= Jacob Keller =

German Jesuit theologian, author and religious instructor

Jacob Keller (1568 – 23 February 1631) was a German Jesuit theologian, author, and religious instructor.

==Life==
He was born in Säckingen, Baden, Germany. After entering the Society of Jesus in 1589 and completing his studies, he taught the classics at Freiburg and was professor of philosophy and of moral and dogmatic theology at Ingolstadt. He was appointed rector of the college of Ratisbon in 1605, and of the college of Munich in 1607, a post he held until 1623. In 1628 he was reappointed to the rectorship of Munich, and was still holding the office when an apoplexy ended his life.

He was consulted by Maximilian I, Elector of Bavaria, who entrusted to him some important affairs. He died in Munich.

==Works==
His major works are: Tyrannicidium (Munich, 1611) and Catholisch Pabsttumb (Munich, 1614).
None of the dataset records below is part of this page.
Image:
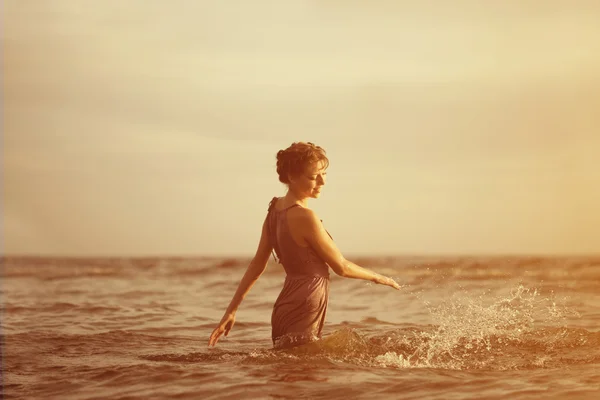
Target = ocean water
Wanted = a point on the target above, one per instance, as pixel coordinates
(460, 328)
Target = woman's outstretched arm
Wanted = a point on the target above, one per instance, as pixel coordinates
(318, 238)
(255, 269)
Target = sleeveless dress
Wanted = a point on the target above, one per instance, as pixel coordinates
(299, 311)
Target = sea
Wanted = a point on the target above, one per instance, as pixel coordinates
(469, 327)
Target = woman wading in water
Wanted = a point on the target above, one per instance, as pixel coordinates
(303, 247)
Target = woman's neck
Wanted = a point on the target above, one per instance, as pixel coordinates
(292, 198)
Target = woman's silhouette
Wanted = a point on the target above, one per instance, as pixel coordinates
(303, 247)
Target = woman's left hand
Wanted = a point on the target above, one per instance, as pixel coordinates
(224, 327)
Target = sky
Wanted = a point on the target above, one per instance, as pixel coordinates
(150, 128)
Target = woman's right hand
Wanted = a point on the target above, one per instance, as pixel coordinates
(224, 327)
(384, 280)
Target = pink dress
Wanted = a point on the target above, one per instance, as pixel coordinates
(299, 311)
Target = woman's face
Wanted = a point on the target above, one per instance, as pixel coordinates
(309, 183)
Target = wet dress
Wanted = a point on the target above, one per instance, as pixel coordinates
(299, 311)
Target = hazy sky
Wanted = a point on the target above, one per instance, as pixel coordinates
(151, 127)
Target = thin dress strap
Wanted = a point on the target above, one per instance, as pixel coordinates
(275, 251)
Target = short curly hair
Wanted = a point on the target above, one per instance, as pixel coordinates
(294, 160)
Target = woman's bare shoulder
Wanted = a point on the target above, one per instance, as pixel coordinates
(303, 216)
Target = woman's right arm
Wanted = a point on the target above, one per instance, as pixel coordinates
(318, 238)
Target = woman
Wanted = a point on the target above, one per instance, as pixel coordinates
(304, 248)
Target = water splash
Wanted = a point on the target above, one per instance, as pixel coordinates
(481, 332)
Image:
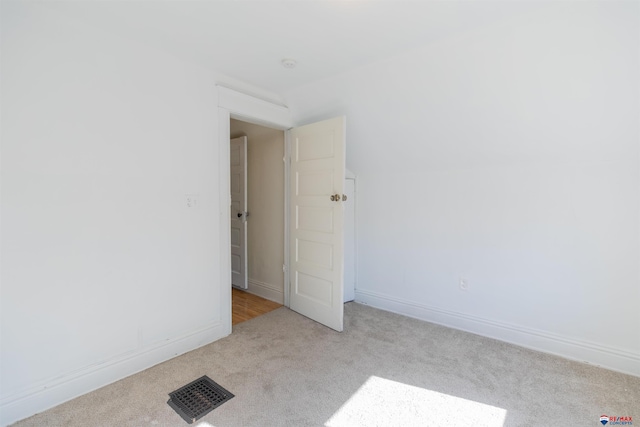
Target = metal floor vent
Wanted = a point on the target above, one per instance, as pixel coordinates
(198, 398)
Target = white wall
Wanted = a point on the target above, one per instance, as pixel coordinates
(508, 157)
(105, 271)
(265, 200)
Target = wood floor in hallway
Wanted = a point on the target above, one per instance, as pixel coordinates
(246, 306)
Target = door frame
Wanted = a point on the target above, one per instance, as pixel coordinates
(237, 105)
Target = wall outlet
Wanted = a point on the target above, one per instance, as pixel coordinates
(192, 200)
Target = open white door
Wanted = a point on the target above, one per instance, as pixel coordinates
(317, 219)
(238, 184)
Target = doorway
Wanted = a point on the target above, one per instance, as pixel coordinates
(264, 212)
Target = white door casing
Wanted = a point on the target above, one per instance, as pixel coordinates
(349, 240)
(317, 179)
(238, 187)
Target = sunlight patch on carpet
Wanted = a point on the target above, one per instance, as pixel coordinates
(384, 402)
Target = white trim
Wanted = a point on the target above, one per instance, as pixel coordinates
(287, 216)
(55, 391)
(254, 110)
(582, 351)
(266, 290)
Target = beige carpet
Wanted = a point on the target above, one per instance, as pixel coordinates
(385, 369)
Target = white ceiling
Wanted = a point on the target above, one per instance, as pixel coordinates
(246, 40)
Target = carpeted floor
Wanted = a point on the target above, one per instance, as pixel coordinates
(385, 369)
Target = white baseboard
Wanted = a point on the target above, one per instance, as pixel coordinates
(27, 402)
(582, 351)
(266, 290)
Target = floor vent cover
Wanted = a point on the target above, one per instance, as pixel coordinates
(198, 398)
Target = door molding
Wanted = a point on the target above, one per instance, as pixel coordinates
(237, 105)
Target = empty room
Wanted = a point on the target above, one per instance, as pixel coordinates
(444, 228)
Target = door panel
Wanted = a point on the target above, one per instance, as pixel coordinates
(316, 265)
(238, 187)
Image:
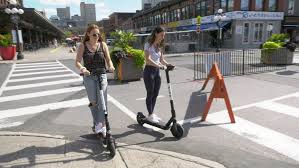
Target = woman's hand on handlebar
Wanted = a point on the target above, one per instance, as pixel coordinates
(111, 69)
(162, 67)
(84, 71)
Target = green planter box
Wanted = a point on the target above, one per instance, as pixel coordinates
(127, 70)
(277, 56)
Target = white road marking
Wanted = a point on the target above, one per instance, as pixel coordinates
(41, 77)
(7, 78)
(42, 84)
(8, 125)
(143, 98)
(36, 73)
(40, 94)
(42, 108)
(35, 64)
(280, 108)
(37, 69)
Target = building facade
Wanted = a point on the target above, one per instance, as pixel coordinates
(291, 20)
(64, 13)
(116, 20)
(36, 30)
(248, 23)
(146, 4)
(88, 12)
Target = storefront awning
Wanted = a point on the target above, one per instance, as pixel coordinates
(213, 26)
(291, 26)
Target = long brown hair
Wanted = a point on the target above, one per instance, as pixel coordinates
(89, 29)
(152, 37)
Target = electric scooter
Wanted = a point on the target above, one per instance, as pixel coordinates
(108, 141)
(176, 129)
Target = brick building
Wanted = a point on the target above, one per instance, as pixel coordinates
(248, 23)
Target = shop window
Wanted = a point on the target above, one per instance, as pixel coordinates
(272, 5)
(244, 5)
(201, 8)
(230, 5)
(258, 5)
(291, 7)
(246, 33)
(223, 5)
(258, 32)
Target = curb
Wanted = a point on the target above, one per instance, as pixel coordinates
(7, 133)
(122, 147)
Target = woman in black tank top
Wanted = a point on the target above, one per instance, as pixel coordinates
(95, 55)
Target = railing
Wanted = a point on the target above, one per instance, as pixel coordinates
(240, 62)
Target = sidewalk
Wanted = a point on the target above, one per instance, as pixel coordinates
(40, 150)
(44, 54)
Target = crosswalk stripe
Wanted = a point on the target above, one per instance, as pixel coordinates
(41, 77)
(8, 125)
(36, 73)
(280, 108)
(143, 98)
(35, 69)
(34, 64)
(7, 78)
(42, 84)
(42, 108)
(40, 94)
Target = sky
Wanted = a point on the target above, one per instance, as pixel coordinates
(103, 7)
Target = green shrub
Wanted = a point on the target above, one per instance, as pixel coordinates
(5, 40)
(271, 45)
(279, 38)
(123, 43)
(138, 56)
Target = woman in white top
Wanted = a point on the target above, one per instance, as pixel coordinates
(151, 75)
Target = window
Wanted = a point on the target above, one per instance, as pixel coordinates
(230, 5)
(179, 14)
(258, 32)
(246, 33)
(272, 5)
(244, 5)
(291, 7)
(270, 30)
(258, 5)
(201, 8)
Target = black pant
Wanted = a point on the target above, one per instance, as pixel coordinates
(152, 81)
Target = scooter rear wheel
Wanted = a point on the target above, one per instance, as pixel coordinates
(140, 117)
(177, 130)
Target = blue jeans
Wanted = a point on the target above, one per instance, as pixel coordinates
(152, 81)
(93, 92)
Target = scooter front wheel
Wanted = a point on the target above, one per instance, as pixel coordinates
(111, 147)
(140, 118)
(177, 130)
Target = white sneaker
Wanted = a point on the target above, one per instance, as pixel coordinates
(99, 128)
(153, 118)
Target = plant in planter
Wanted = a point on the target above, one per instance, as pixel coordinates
(127, 60)
(273, 51)
(7, 49)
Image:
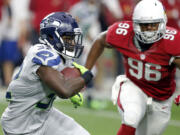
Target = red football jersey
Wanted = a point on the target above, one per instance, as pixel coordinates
(151, 70)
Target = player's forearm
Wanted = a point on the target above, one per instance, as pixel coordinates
(95, 52)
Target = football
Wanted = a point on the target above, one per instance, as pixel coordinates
(70, 72)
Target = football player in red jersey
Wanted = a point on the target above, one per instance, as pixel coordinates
(151, 52)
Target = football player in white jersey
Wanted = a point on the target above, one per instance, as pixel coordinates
(34, 88)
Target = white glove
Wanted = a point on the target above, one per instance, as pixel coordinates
(116, 87)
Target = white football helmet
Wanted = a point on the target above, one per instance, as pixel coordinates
(149, 11)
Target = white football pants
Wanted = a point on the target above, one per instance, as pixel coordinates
(147, 115)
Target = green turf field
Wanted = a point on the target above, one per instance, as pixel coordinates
(106, 121)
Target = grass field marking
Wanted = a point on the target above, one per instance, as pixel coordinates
(104, 113)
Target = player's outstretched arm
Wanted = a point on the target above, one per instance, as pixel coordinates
(97, 49)
(56, 81)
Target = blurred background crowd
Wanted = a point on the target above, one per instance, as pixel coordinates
(19, 29)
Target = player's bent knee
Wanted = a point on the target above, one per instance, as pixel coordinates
(133, 117)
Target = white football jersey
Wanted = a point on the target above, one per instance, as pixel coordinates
(30, 99)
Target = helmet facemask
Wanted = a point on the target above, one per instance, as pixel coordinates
(61, 32)
(149, 36)
(149, 12)
(71, 44)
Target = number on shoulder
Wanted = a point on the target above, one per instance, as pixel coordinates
(122, 29)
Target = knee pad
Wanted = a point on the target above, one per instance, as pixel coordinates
(133, 115)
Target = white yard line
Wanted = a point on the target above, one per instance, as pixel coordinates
(85, 111)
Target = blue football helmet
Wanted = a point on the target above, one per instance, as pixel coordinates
(54, 27)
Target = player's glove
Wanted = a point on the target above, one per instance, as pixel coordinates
(81, 68)
(177, 100)
(85, 73)
(77, 100)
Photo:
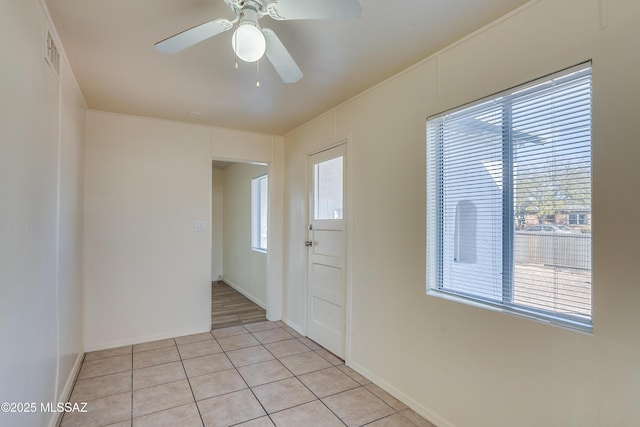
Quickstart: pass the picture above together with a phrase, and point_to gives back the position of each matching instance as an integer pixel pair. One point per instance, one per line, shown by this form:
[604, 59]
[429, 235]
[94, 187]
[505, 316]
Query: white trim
[418, 408]
[56, 418]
The former, which appeared both in German and Latin, was an answer to a Calvinist attack on the teaching of the Society of Jesus on the subject of tyrannicide in which Keller argued that the Jesuit teaching followed prominent theologians, both Catholic and Protestant. The work on the Papacy was a reply to Jacob Heilbrunner (1548–1618), a Lutheran court theologian; it comprised a collection of answers to objections of Protestants. It was followed by a public debate between Keller and Heilbrunner. Keller published four other works on the subject.

Among his other works are:

- Ludovicus IV Imperator defensus contra Bzovium (Munster, 1618), historical
- Vita R. P. Petri Canisii, on Petrus Canisius

There were other polemical writings, e.g.
- Litura seu castigatio Cancellariae Hispanicae a Ludovico Camerario, Excancellario Bohemico, Exconciliario Heidelbergensii . . . instructae
- An der theil Anhaldischer Cancellay
- Tubus Galilaeanus
- Rhabarbarum domandae bili quam in apol[o]giae sua proritavit Ludov. Camerarius propinatum

He published other writings, under his own name or a pseudonym, mostly controversial.